Um dos pequenos países da Zona de Conflito era o País Mercenário Markien. Estabelecido pelo grande mercenário cujo nome portava, tornou-se uma nação guerreira que baseava sua economia no envio de mercenários aos países vizinhos.
Havia um pub localizado em um dos cantos de Markien. Lá, um mercenário estava se gabando para os outros a respeito de uma das cicatrizes em seu ombro.
— Heheh, olha essa cicatriz! Ganhei ela durante a defesa de Rudomin.
— Ahh, e que batalha! Foi uma luta difícil, hein?
— Onde você estava posicionado?
— No portão leste do Forte Arus. Aquele lugar estava um inferno. Fiquei muito perto de perder meu amado e maravilhoso braço direito.
— O inferno não serve para descrever o que aquilo lá virou. Ouvi falar que vocês foram flanqueados e tiveram suas forças devastadas!
— Não foi muito diferente do que aconteceu durante a Batalha Defensiva de Rudomin. Ouvi dizer que vocês tiveram suas rotas de abastecimento cortadas, então não tinham nem comida.
O País Mercenário Markien apoiava todas as outras nações sem qualquer discriminação e em igualdade. Os mercenários que despachavam eram incrivelmente temidos. Suas tropas eram apenas de grandes guerreiros, seus comandantes sempre calmos e serenos, e seus estrategistas eram mestres em táticas militares. Assim que entravam em batalha, lideravam seus aliados à vitória. Era um símbolo de triunfo e medo no campo de batalha. Era esse o significado de ser um mercenário Markien.
— É incrível que tenhamos saído de lá vivos.
— Bem, foi devido à graça da Deusa da Floresta.
Um dos mercenários pegou um pingente do bolso de sua camisa. Havia um relevo esculpido na madeira, era o perfil de uma mulher com orelhas de animal.
Vendo isso, o outro mercenário desembainhou a espada curta que carregava. A lâmina estava tingida com uma cor vermelha
— Então um brinde, à Deusa da Floresta, Laine!
— Que possamos ser os vencedores nas próximas batalhas também! Aehoo!
Com seus itens em uma mão e taças de vinho na outra, os mercenários beberam até a última gota de álcool.

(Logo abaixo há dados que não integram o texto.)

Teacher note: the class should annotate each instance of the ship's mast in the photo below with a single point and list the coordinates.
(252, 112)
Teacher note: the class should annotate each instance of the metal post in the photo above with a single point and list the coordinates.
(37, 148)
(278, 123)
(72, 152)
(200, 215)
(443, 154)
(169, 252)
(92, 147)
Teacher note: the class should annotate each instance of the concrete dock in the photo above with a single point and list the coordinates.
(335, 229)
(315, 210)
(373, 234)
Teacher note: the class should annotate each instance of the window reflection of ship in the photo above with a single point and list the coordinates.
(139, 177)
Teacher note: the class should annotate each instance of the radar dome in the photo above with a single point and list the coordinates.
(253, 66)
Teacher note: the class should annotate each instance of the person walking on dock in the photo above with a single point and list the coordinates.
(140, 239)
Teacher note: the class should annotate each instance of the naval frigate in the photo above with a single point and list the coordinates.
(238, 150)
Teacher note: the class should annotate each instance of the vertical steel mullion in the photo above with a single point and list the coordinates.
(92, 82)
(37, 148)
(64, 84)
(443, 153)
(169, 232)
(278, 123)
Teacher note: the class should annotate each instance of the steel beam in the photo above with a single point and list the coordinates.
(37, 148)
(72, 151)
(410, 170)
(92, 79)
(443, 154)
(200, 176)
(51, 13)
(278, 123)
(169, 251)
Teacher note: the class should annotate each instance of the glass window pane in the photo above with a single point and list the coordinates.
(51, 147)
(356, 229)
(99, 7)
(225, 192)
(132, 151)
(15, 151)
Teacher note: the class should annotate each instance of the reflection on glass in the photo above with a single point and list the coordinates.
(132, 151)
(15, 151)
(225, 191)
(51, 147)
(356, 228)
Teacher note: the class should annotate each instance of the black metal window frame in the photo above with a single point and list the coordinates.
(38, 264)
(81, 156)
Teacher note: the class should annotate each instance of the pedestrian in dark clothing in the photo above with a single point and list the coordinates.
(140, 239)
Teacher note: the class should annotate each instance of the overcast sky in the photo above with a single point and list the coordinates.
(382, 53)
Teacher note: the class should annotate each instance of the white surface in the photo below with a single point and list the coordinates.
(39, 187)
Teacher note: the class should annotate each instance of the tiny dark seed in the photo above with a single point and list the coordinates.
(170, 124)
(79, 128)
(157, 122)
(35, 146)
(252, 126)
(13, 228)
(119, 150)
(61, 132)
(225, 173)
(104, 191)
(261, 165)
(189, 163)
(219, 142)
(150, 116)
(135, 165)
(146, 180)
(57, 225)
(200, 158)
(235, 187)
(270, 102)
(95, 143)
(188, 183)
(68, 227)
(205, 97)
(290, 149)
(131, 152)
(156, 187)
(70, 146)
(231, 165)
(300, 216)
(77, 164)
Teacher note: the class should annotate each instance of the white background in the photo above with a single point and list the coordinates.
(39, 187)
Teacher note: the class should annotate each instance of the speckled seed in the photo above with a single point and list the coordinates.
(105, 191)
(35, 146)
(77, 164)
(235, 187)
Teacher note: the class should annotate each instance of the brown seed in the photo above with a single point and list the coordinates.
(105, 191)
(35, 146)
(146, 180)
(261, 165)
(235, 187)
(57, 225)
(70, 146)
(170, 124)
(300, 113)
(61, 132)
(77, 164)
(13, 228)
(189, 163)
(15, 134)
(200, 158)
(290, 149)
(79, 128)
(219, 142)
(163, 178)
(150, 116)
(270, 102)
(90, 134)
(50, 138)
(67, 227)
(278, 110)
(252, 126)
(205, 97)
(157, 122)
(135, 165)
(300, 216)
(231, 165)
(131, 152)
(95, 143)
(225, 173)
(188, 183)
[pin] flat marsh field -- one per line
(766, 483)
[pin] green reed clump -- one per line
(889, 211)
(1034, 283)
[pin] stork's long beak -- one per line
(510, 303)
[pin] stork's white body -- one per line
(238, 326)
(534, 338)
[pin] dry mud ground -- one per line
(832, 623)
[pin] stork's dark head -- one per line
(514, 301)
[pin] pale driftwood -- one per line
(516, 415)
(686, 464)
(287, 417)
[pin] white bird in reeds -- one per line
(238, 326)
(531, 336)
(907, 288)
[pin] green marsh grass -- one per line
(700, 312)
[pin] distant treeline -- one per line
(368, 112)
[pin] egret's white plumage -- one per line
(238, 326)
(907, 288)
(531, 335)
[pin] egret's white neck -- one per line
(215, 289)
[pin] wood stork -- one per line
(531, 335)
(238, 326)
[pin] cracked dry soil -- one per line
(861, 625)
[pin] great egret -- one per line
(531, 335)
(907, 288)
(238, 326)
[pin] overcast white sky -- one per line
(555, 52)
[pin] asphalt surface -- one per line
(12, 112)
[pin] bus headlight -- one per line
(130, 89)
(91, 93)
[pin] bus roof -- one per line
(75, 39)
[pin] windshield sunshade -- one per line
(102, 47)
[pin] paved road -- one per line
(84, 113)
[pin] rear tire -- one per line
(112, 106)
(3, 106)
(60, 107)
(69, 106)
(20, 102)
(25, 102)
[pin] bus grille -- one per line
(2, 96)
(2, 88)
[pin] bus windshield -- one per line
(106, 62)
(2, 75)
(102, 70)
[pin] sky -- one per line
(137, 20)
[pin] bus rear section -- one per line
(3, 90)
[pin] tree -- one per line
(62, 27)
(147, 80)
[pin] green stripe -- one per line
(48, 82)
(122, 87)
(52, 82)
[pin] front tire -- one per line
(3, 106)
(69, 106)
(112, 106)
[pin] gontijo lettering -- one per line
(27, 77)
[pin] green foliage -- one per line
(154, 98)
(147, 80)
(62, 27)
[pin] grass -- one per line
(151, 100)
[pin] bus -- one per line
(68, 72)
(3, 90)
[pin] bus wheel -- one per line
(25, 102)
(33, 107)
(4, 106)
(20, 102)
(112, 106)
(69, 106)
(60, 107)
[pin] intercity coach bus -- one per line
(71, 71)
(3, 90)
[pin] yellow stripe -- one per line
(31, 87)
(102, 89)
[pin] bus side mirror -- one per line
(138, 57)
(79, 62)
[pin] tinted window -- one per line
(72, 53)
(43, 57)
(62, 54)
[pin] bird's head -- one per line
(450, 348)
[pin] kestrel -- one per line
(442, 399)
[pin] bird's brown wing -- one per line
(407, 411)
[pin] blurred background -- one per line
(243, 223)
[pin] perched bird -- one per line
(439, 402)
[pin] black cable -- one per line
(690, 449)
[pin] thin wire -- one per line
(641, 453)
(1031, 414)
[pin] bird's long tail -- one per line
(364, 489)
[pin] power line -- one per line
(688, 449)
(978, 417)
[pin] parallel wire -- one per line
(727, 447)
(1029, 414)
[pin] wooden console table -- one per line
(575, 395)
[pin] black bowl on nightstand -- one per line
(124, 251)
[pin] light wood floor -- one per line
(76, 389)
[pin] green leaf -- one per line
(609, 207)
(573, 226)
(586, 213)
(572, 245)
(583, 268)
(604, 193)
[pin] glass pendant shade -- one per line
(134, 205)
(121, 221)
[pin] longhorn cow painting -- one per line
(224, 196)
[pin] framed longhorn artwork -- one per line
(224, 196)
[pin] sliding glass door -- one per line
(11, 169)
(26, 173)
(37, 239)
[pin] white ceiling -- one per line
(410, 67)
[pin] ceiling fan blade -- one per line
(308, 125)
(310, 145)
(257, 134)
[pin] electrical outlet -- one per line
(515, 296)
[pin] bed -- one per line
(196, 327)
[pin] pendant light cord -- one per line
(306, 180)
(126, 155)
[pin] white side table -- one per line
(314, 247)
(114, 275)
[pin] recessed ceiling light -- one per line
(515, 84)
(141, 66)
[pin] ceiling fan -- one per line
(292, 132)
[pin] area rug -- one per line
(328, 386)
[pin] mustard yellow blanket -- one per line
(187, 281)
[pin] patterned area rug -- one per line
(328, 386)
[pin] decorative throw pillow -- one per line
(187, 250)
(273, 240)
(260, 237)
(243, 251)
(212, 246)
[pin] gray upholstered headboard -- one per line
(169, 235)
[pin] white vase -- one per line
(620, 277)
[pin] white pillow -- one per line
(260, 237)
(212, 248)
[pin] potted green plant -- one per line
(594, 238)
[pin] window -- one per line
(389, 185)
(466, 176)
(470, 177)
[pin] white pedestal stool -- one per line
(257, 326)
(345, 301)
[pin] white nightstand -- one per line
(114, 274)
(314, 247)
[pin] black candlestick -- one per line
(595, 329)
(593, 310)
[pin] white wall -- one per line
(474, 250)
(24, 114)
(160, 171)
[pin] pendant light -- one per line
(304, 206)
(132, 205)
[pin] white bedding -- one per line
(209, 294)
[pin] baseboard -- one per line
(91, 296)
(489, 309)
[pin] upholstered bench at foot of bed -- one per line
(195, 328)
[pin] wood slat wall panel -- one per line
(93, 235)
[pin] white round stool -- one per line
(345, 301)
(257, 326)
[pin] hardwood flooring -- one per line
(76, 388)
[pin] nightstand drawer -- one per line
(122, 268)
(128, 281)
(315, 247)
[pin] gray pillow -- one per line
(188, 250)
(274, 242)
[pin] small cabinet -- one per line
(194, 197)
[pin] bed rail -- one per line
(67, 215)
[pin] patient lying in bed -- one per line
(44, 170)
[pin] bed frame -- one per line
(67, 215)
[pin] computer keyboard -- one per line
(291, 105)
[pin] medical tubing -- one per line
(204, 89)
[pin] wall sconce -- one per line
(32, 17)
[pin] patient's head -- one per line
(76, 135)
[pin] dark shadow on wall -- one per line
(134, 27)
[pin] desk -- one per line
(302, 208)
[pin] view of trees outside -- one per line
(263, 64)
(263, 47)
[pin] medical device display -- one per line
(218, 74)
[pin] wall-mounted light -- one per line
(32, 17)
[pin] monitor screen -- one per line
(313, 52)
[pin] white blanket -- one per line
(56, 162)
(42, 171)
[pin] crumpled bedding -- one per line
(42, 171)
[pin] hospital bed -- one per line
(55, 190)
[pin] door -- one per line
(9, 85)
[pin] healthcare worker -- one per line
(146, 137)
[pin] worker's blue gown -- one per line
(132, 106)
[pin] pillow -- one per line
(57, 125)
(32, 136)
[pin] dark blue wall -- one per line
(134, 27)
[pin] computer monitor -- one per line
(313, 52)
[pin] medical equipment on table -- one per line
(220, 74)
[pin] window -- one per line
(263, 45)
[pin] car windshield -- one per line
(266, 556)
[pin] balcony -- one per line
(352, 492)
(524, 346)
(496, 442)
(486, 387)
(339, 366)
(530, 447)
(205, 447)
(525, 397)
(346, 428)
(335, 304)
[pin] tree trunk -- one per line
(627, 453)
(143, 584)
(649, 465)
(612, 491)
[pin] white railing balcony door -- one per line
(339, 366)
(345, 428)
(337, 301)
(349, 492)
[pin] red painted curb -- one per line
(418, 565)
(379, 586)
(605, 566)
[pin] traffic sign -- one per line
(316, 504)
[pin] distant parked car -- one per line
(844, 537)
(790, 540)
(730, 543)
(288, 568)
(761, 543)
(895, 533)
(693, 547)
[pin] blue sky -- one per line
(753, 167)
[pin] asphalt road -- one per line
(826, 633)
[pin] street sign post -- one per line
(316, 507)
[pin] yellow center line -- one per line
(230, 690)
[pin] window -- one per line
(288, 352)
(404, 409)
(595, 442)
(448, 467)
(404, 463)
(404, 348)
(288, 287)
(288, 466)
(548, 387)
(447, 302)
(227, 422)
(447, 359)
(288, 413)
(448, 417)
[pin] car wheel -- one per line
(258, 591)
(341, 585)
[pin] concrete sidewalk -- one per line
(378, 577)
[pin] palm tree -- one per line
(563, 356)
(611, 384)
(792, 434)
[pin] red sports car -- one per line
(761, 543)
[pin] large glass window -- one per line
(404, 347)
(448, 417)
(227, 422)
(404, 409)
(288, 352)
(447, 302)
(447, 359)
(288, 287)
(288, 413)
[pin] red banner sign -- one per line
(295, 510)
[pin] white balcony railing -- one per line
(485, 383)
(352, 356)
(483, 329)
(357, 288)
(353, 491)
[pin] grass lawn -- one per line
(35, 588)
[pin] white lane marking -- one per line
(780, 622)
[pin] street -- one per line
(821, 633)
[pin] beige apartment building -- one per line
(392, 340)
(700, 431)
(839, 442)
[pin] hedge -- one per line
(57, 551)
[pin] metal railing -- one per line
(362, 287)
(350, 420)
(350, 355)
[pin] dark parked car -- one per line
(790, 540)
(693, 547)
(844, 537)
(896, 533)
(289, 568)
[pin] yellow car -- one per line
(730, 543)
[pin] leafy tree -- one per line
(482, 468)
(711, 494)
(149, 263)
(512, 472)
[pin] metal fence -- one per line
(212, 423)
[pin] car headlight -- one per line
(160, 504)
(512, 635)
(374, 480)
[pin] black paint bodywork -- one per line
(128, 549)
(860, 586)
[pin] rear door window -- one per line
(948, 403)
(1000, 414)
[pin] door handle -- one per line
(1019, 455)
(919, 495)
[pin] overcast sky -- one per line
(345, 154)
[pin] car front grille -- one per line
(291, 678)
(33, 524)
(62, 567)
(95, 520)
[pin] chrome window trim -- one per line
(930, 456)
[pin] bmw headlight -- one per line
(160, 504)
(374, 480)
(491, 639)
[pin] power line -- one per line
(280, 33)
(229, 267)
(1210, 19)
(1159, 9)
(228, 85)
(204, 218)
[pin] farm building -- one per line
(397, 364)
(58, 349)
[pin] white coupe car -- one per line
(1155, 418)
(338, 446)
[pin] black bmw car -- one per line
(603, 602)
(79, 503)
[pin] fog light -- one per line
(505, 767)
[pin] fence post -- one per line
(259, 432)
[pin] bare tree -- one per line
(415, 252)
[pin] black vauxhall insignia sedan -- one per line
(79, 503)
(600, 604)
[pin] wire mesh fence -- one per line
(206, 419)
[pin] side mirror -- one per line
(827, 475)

Essa era a maneira de eles orarem.
— Ahh, esse é do bom!
— Sim, sempre tenho que beber um pouco depois da batalha. As coisas de Markien são as melhores.
— E as mulheres também!
— Devemos ir ao bordel depois, hein?
— Vamos manter isso em segredo da Deusa.
— Ahahahaha!
A noite avançou enquanto os dois alegremente compartilhavam drinques.
Laine, a Deusa da Floresta, era a divindade dos mercenários Markien. De acordo com a lenda, ela era a Deusa da Salvação que apareceu há cem anos, quando o País Mercenário Markien estava à beira do colapso. Ao guiar um dos lendários comandantes-em-liderança do país, salvou a nação do desastre.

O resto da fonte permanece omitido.